É essa combinação de vigilância estatal com o reforço das empresas capitalistas que cria a atual divisão na sociedade humana: os “observadores” e os “observados”, vigilantes e vigiados, exploradores e explorados (o capitalismo em sua essência clássica). Essa dinâmica atual tem consequências muito funestas para a democracia, porque essas assimetrias de conhecimento se transformam em assimetrias de poder. As sociedades democráticas ainda mantêm alguns mecanismos de controle e supervisão sobre as atividades dos governantes, mas as mega-empresas capitalistas não estão sujeitas a praticamente nenhum controle.

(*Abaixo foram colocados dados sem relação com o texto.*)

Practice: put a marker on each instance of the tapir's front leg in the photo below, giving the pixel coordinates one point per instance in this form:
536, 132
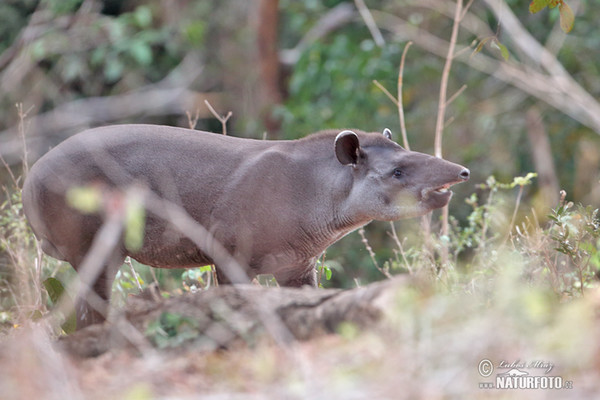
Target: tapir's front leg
308, 277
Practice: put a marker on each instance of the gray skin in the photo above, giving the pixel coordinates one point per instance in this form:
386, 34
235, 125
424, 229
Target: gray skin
274, 206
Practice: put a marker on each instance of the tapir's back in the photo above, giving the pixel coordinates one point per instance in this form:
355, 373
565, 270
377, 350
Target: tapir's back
180, 165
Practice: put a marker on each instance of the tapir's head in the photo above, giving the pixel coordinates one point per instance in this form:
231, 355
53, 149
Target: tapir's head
391, 183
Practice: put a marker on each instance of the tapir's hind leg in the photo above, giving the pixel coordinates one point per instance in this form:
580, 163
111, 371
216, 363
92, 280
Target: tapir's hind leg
93, 300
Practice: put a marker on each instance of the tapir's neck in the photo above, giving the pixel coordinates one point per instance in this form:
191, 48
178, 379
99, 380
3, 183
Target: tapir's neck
332, 216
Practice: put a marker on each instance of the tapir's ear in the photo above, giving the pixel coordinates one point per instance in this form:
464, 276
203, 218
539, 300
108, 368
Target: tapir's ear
387, 133
347, 147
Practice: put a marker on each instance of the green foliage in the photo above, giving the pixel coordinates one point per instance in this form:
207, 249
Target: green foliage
56, 291
171, 330
333, 80
567, 18
576, 234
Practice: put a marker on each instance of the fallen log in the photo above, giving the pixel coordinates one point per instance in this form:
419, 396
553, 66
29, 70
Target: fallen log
226, 316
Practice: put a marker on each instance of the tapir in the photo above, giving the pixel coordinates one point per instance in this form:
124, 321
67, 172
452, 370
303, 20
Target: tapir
273, 205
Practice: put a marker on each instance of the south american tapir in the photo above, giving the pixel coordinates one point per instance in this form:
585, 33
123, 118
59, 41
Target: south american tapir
263, 206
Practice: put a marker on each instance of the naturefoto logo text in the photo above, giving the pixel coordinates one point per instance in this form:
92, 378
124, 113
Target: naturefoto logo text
521, 375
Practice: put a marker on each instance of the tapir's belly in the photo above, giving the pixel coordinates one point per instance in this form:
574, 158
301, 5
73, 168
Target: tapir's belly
170, 250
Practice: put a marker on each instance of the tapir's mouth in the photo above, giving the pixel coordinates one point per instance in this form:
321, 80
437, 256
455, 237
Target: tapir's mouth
437, 196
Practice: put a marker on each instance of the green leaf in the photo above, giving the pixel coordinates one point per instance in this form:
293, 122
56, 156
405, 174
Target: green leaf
503, 49
327, 273
55, 291
141, 52
54, 288
567, 18
554, 3
538, 5
85, 199
481, 44
143, 16
135, 222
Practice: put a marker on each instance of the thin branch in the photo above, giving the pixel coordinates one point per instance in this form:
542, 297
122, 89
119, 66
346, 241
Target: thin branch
466, 9
368, 18
193, 121
223, 119
439, 125
400, 105
386, 92
439, 128
384, 271
22, 129
455, 95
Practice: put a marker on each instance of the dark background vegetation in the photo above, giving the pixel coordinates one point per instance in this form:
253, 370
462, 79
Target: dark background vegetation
75, 64
521, 281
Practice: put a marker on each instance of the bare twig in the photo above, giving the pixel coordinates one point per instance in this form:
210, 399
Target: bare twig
133, 273
386, 92
222, 119
371, 25
455, 95
400, 246
384, 271
514, 216
193, 121
23, 125
442, 104
400, 105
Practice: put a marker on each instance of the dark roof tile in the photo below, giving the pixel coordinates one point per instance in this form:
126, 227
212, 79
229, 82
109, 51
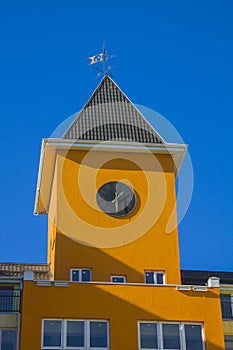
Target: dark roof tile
110, 116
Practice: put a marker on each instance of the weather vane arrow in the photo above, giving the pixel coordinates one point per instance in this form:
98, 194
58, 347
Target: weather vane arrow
102, 58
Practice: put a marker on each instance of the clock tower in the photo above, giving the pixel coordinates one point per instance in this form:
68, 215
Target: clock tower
108, 188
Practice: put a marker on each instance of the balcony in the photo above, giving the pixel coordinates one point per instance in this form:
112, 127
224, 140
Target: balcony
10, 300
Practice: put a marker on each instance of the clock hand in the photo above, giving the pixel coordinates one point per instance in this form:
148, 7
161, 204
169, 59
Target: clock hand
116, 202
120, 194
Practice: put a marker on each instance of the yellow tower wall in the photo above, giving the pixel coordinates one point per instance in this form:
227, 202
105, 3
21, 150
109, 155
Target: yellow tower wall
123, 306
143, 243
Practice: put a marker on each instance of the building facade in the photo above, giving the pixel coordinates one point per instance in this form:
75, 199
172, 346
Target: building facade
226, 296
108, 188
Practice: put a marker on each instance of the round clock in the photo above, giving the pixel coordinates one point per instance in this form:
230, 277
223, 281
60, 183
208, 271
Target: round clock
116, 198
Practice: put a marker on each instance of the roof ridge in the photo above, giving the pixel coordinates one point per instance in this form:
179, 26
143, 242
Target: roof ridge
109, 115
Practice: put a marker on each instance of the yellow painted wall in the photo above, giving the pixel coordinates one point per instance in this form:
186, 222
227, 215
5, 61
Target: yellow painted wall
152, 177
9, 321
123, 306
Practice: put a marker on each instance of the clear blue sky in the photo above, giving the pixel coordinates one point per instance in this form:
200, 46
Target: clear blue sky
175, 57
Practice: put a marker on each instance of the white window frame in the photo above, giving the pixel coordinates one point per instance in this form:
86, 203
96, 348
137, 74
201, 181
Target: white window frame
80, 272
64, 346
155, 274
124, 277
181, 334
9, 329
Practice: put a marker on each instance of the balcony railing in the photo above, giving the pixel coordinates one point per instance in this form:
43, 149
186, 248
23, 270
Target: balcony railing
10, 300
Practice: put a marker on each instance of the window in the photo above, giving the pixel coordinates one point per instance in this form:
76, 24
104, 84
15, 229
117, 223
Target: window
8, 339
81, 275
75, 334
228, 342
227, 306
148, 335
118, 279
173, 336
153, 277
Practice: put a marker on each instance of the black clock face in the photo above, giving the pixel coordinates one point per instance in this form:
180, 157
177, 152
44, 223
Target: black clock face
116, 198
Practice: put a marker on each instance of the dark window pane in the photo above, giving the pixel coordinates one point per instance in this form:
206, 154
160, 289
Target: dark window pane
52, 333
148, 336
75, 275
7, 299
86, 275
118, 279
9, 339
75, 333
226, 306
98, 334
159, 278
229, 342
171, 336
193, 337
150, 277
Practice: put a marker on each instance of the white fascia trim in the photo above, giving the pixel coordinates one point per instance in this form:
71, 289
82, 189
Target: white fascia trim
168, 148
39, 179
124, 146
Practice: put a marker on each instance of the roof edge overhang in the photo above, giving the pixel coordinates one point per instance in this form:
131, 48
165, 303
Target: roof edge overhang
50, 147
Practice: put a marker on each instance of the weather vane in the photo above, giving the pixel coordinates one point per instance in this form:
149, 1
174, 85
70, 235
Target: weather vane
101, 60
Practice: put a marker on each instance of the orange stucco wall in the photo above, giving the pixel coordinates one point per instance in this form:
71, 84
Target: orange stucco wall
78, 217
123, 306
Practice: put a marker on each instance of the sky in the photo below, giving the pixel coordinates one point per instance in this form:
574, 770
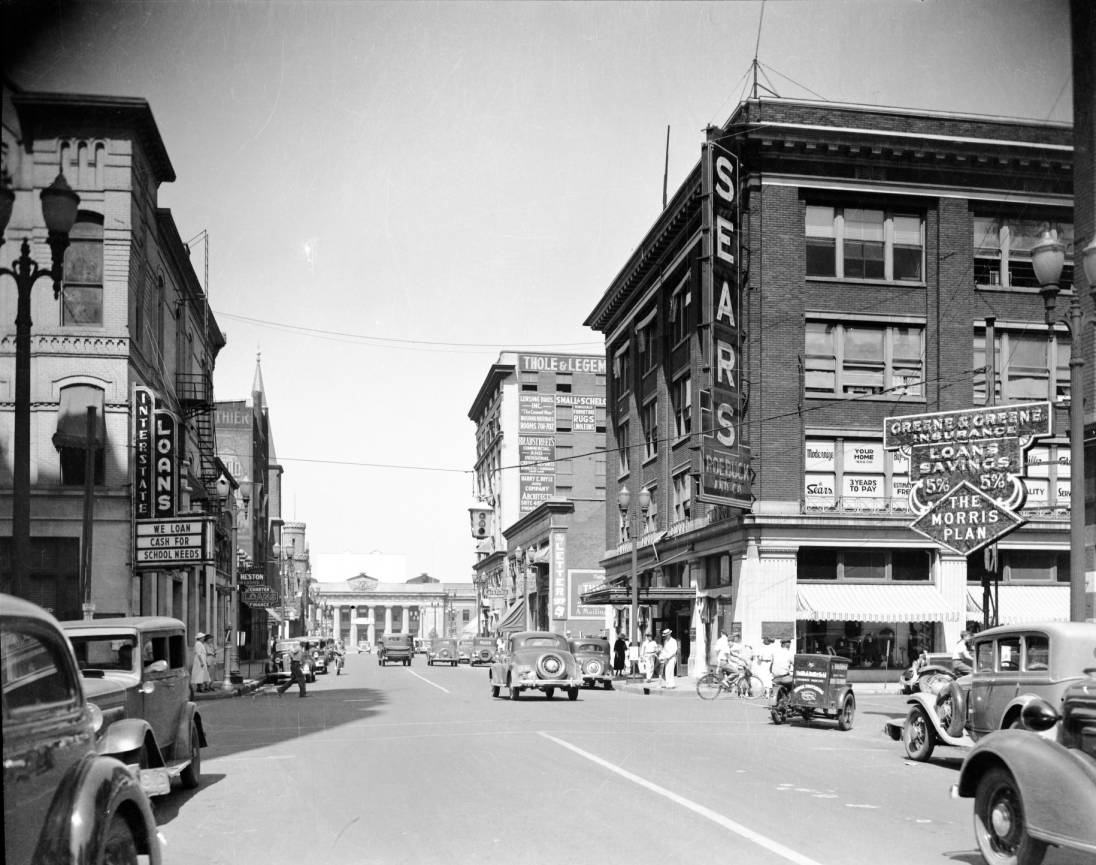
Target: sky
395, 193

Essa situação não oferece uma solução simples, porque mexe justamente com a lógica de acumulação de riquezas do capitalismo de vigilância. Não existe a menor possibilidade de “auto-regulamentação” por parte dessas empresas. E Zuboff escreve em seu livro que exigir proteção à privacidade por parte dos capitalistas de vigilância seria o mesmo que exigir que o velho Henry Ford no começo do século 20 produzisse cada automóvel “Model T” à mão, um por um. É como pedir que uma girafa encolha seu pescoço, ou que uma vaca pare de pastar. Essas exigências são ameaças existenciais aos mecanismos básicos que sustentam esse modelo de exploração econômica.